A military guard stands watch at Tiananmen
Really, China is a new manifestation of an old dilemma for US foreign policy. We (and here I use “we” to stand in for the US government) claim to stand for democracy, freedom, liberty, human rights, the right to free speech, freedom of religion, etc., etc. And sometimes we do, but often we don’t. We support a Saudi monarchy/dictatorship because they ensure our access to oil. We supported the mujahaddin in Soviet-era Afghanistan because it was anti-Soviet. Then we supported a military dictatorship in Pakistan because it was anti-mujahaddin (kind of). We supported South Africa’s apartheid government for years. We armed, trained, and funded death squads and dictatorships throughout Central and South America during the 1980s and beyond (and before too). This list goes on.

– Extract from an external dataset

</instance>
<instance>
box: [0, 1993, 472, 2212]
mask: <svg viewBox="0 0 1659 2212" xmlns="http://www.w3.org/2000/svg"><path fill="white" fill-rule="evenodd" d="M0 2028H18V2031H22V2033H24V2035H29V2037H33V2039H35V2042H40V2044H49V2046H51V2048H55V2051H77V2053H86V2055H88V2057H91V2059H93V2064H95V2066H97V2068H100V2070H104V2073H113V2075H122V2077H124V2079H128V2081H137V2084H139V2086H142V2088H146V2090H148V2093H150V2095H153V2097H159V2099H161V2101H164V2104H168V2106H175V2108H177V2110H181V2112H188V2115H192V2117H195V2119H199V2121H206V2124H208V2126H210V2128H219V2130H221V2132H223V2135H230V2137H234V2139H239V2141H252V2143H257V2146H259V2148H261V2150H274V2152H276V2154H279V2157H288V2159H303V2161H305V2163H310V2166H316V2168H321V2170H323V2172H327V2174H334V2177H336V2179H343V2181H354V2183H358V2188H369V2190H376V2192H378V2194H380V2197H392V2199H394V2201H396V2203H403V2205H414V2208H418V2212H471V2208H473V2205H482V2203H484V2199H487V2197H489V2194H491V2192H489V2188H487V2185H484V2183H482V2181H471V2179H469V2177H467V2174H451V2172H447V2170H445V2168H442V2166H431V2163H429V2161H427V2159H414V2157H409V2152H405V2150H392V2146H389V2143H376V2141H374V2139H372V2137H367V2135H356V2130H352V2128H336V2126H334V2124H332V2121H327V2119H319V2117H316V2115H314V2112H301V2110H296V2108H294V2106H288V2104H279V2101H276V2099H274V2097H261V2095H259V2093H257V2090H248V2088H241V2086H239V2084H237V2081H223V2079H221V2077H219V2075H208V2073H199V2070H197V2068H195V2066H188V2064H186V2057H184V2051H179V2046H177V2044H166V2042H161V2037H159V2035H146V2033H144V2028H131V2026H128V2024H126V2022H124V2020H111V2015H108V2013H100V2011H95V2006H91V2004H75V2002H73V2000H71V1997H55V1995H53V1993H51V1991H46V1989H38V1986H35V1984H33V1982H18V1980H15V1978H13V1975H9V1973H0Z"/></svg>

China is just the latest challenge to applying lofty American ideals to the nitty-gritty of national foreign policy and bilateral relations. Perhaps one day, China’s government will give in (willingly or unwillingly) to global and domestic concerns about human rights and political freedom in China. It doesn’t look likely to happen soon however. And neither the US nor other countries have the political will to really stand up to China on such issues. In fact, conflicts with China over such issues could very well undermine the material benefits we enjoy thanks to our growing relationship with China. And, in all honesty, the compromises that the US and China are compelled to make to maintain a working, if imperfect, relationship are certainly better than another Cold War. Diplomacy and relationship building are always more complex, muddled, and morally ambiguous than outright hostility.